Son volontarisme reste le même que celui qu’elle déployait dans les bassins où, dès 11 ans, elle passait quatre heures par jour.

« Ma formule gagnante, c’était d’être compétitive », explique cette femme de 57 ans qui a remporté quatre médailles, dont trois d’or, aux Jeux de Los Angeles en 1984. « C’était comme ça que je réussissais dans la vie ».

Aujourd’hui, pour équilibrer ses journées chargées, Nancy compte sur le yoga et le jogging, mais ne nage plus. « Nager, c’était comme si j’avais été touchée par la grâce divine. C’est ce que ressentent les athlètes de haut niveau, une sensation transcendantale. Mais à 57 ans, avec trois enfants et un boulot à temps plein, ce n’est plus possible! »

Après avoir raccroché la natation, cette native de l’Iowa, un Etat au coeur du Midwest américain, a choisi de mettre au service des autres ce feu intérieur qui la faisait avancer mais pouvait aussi être « destructeur » pour ses proches, selon elle.

Devenue avocate, elle s’est trouvé un nouvel objectif, après avoir visé l’or olympique: promouvoir l’égalité hommes-femmes et lutter contre les abus sexuels dans le sport.

– Drame personnel –

La nageuse a cependant longtemps occulté un drame personnel non sans lien avec son nouveau combat.

Elle l’évoque désormais publiquement. A 19 ans, lors d’un jogging sur le campus de l’université de Duke, un soir d’automne de 1981, elle fut victime d’un viol. Aidée, soutenue, Nancy Hogshead-Makar a réussi à se reconstruire, mais restait à distance de l’événement. « Je n’en ai pas parlé pendant 20 ans », dit-elle aujourd’hui, « parce que je me serais mise à pleurer ».

Un jour, l’un de ses mentors, le militant des droits de l’Homme Richard Lapchick, lui conseille de ne plus seulement évoquer les violences sexuelles avec le recul de l’experte, mais de partager son expérience. « Il avait raison ».

Nageuse de haut niveau, elle avait vu le bon: des entraînements partagés entre garçons et filles où règne le respect mutuel. « Ce n’est pas un hasard si parmi les plus grands militants de l’égalité entre hommes et femmes on trouve des gens du milieu de la natation. Je m’entraînais presque uniquement avec des gars. J’avais l’habitude que les choses soient justes. On faisait les mêmes longueurs (…) ».

Dans certains cas, cependant, la médaille avait un revers: des entraîneurs ayant des relations intimes avec des athlètes, notamment Mitch Ivey, qui a finalement été suspendu à vie en 2013, après plus de 30 ans d’impunité.
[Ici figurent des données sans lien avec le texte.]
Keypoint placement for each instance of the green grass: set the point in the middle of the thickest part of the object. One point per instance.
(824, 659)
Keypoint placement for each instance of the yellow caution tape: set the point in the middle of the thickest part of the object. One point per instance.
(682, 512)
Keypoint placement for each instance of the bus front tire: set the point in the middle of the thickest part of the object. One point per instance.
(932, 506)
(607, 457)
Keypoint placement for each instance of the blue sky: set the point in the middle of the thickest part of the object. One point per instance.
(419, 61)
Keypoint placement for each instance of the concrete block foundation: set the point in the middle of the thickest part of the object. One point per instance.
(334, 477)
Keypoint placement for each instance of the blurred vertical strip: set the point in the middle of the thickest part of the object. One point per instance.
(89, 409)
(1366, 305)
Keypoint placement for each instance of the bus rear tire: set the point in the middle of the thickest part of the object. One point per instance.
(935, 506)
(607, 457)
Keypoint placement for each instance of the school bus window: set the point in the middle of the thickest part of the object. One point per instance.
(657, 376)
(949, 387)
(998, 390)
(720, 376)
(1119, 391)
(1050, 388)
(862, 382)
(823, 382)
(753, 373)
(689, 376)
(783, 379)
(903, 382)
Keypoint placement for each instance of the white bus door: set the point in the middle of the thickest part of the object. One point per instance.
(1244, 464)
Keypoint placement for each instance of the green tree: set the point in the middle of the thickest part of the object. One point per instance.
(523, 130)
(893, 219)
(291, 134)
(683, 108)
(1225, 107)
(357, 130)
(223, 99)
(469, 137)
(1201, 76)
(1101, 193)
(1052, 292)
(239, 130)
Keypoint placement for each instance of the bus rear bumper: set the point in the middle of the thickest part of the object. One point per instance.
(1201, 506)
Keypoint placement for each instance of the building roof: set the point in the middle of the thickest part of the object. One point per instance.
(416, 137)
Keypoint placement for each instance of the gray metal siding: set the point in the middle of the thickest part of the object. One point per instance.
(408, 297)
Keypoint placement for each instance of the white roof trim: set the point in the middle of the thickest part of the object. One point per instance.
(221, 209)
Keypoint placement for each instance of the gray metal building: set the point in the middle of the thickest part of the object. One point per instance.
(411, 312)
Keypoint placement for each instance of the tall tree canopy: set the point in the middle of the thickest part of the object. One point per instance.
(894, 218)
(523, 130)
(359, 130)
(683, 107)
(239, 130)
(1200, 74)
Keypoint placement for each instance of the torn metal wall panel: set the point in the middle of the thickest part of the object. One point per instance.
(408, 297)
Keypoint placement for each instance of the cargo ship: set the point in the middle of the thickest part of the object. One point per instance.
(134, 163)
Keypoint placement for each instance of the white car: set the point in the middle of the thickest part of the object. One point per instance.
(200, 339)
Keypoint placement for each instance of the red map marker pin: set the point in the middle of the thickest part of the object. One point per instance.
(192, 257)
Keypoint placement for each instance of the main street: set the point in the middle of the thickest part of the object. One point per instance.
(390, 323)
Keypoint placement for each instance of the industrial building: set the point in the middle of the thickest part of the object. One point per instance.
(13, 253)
Pendant longtemps, ces relations en apparence consensuelles n’éveillaient pas de soupçons dans le milieu du sport, se souvient-elle. Les « limites » ne sont pas « énoncées aussi clairement que pour des professeurs, des conseillers d’éducation ou des hommes d’église », regrette la quinquagénaire aux longs cheveux blonds.

En 2012, après qu’elle a milité en ce sens pendant des années, le Comité olympique américain a fini par exiger à ses fédérations d’interdire toute relation intime entre entraîneurs et athlètes, quel que soit son âge et le consentement. Sur le terrain, cependant, le message tarde à passer. Selon Nancy Hogshead-Makar, aux Etats-Unis, seuls 0,5% des nageurs et 1,4% de leurs parents ont reçu la formation adéquate.

Alors, plutôt que d’attendre le changement, elle préfère le susciter à travers mille projets.

Dans l’immédiat, elle s’implique dans une campagne pédagogique de l’association américaine de protection de l’enfance Child USA, sur les abus dans le sport.

L’ancienne nageuse est aussi une des chevilles ouvrières du US Center for SafeSport (le Centre américain pour le sport en sécurité), première organisation indépendante de lutte contre les violences sexuelles et physiques dans les sports olympiques.

Ce projet, elle y a oeuvré durant des années avant que le scandale autour de Larry Nassar, un médecin pédophile de l’équipe de gymnastique américaine condamné pour des agressions sexuelles de centaines de jeunes femmes, ne pousse finalement les autorités sportives à donner le feu vert.

Nancy Hogshead-Makar, également fondatrice de l’association Champion Women, visant à mettre fin à « un système qui ne cherche pas à protéger les athlètes », sait qu’elle travaille sur le temps long. « Pour provoquer le changement, il faut y revenir sans arrêt ».